Im folgenden dokumentieren wir einen (leicht gekürzten) Text aus den Lokalberichten (Nr. 24, 30.11.2000), der sich mit der Diskussion um das am 2. Nov. von einer Mehrheit der Anbieterinnengemeinschaft gegen zwei Redakteure des Forumradio ausgesprochene Sendeverbot befaßt. Das grundlegende Problem der Diskussion besteht darin, daß keine schriftliche Begründung des Sendeverbots seitens der Anbieterinnengemeinschaft vorliegt, obwohl das Thema bereits durch Aktionen des Forumradios in die Öffentlichkeit getreten ist (Unterschriftensammlung, Veranstaltung und Artikel). Die im folgenden Artikel kritisierte Argumentation bleibt bis auf weiteres eine Stellungnahme Radio Lorettas - und nicht der Anbieterinnengemeinschaft. Der Passus zum Problem antideutscher Kritik, daß sie jede "Kritik am israelischen Staat per se als antisemitisch denunziert", trifft dann vollends ins Leere, da niemand die kritisierte Behauptung je aufgestellt hat.
Zur Dokumentation haben wir uns bei allen Vorbehalten gegenüber dem Artikel dann doch entschlossen, weil wir es nach wie vor für nötig halten, eine solche Diskussion zu führen und FSK ausgesprochene Sendeverbote inhaltlich begründen muß anstatt sich auf formale Gremienprozeduren (keine Zensur, weil demokratisch durchgesetzt) zurückzuziehen.
Am 2. November hat eine Mehrheit der Anbieterinnengemeinschaft des Radios "Freies Senderkombinat" (FSK) zwei Redakteuren aus der Radiogruppe Forumradio den Zutritt zu den Räumen des Radios verboten und sie damit mit einem Sendeverbot belegt. Der Vorwurf: Die beiden hätten in einer Sendung über die aktuellen Auseinandersetzungen zwieschen Plästinensern und Israel und deren Hintergründe antisemitische und völkische Inhalte verbreitet. Das Forumradio hat in einer Stellungnahme vom 21. November den Vorwurf zurückgewiesen und die Beendigung der "willkürlichen Zensur und Sendeverbote" gefordert, die Radiogruppe Loretta zwei Tage zuvor, am 19.11., in einer Stellungnahme zu einer im Radio (Knast und Justiz Info) vorgetragenen "persönlichen Erklärung vom 17.11." Vorwurf und Sendeverbot bekräftigt. Außerdem liegt ein Mitschnitt der fraglichen Sendung vor, was den Vorwurf für alle Interessierten nachprüfbar macht.

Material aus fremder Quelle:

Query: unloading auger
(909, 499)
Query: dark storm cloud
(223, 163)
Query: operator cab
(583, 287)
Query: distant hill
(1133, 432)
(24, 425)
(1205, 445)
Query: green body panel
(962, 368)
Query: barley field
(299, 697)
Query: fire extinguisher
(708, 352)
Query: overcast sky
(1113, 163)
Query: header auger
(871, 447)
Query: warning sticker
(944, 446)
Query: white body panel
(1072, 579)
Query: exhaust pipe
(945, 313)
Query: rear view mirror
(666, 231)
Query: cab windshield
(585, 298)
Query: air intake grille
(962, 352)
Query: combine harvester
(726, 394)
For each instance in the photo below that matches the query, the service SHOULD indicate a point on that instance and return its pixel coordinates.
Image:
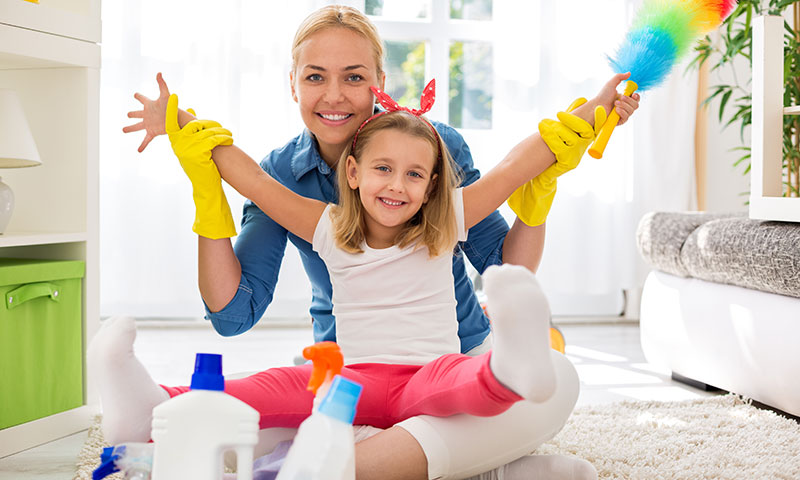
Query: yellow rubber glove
(192, 145)
(568, 138)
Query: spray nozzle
(328, 361)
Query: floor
(608, 359)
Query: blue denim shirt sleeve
(484, 245)
(259, 248)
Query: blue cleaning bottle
(323, 448)
(192, 431)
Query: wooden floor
(608, 358)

Die Auseinandersetzung berührt zentrale praktische Fragen emanzipatorischer Politik: den Kampf gegen Antisemitismus, antiimperialistische Solidarität, die Frage von Person, Lebensweise und Staat, aber auch die Frage der Pluralität in der Linken und ihrer Grenzen. Eine klärende Diskussion ist notwendig, die Lokalberichte sind für diese Diskussion offen und wollen sich daran beteiligen.

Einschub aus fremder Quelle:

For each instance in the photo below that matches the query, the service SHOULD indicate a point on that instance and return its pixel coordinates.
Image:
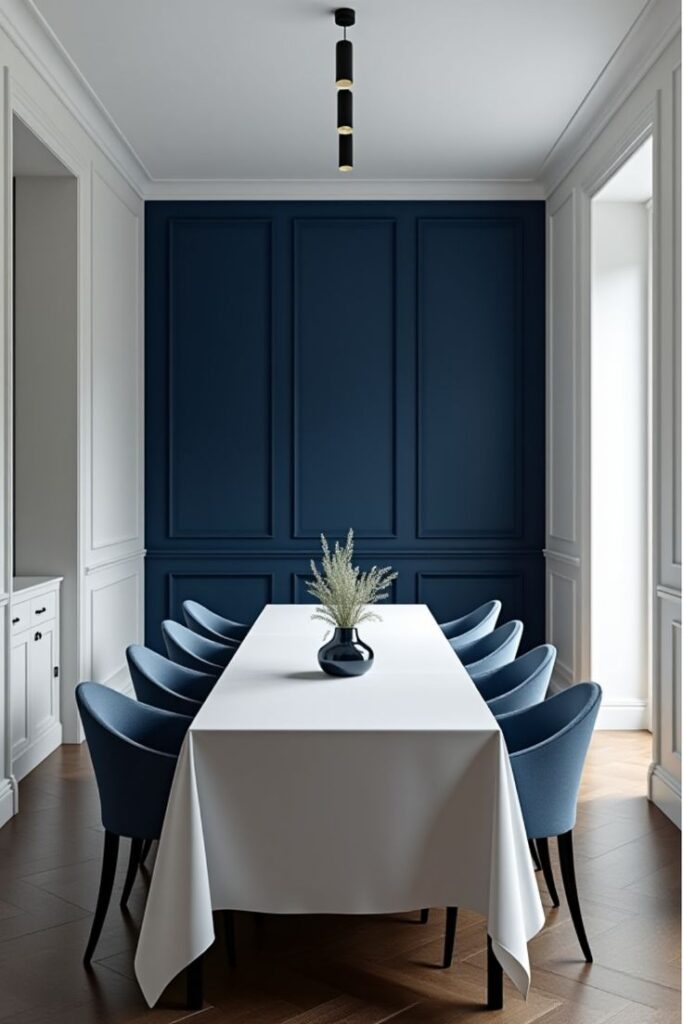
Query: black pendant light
(345, 153)
(345, 112)
(345, 17)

Antisemitsmus und linke Politik
Ich unterstelle, daß Radio Loretta und die Mehrheit der Anbieterinnengemeinschaft den Antisemitismus-Vorwurf nicht als Vorwand benutzen, um irgendwie unliebsame Sendungen aus dem Radioi FSK zu entfernen, sondern daß sie das - berechtigte - Anliegen verfolgen, antisemitische Tendenzen aus dem Radio fernzuhalten. Es geht also um die Frage, ob der schwerwiegende Vorwurf des Antisemitismus zutrifft.

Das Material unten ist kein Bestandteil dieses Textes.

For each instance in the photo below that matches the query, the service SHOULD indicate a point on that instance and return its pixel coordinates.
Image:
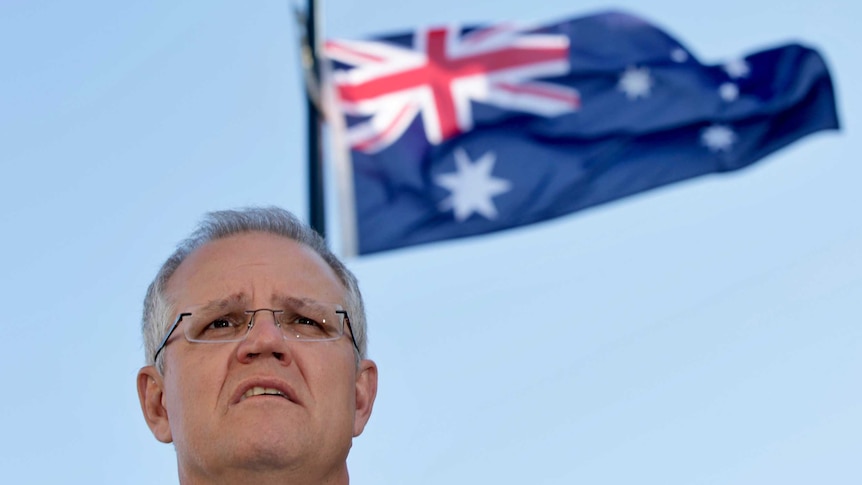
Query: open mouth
(262, 391)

Die Kritik des Antisemitismus, das Bestreben, jeden Anflug von Antisemitismus zu ächten und zu bekämpfen, ist angesichts der mörderischen Geschichte des Antisemitismus und insbesondere der furchtbaren Verbrechen des deutschen Faschismus unverzichtbarer Bestandteil emanzipatorischer Politik. Diese Aufgabe ist zudem höchst aktuell, wie nicht nur die fast schon alltäglich werdenden Angriffe neonazistischer Täter auf jüdische Menschen und die jüdische Lebensweise oder auch Untersuchungen antisemitischer Einstellungen in der Bevölkerung beweisen. Für die von der bürgerlichen Rechten, namentlich der CDU/CSU betriebene nationale Sammlungsbewegung ist der Antisemitismus zur Abschließung des "Deutschen", zur Ab- und Ausgrenzung des "Fremden" unverzichtbar. Darauf weisen die Angriffe auf Paul Spiegel und seine Kritik am Begriff der "Leitkultur" aus den Reihen der CDU/CSU und vor allem die Art der Angriffe hin.
Diese Situation verlangt eine große Sorgfalt in der Behandlung aller Fragen, die jüdische Menschen, die jüdische Lebensweise, aber auch die aktuellen Auseinandersetzungen in Palästina/Israel betreffen.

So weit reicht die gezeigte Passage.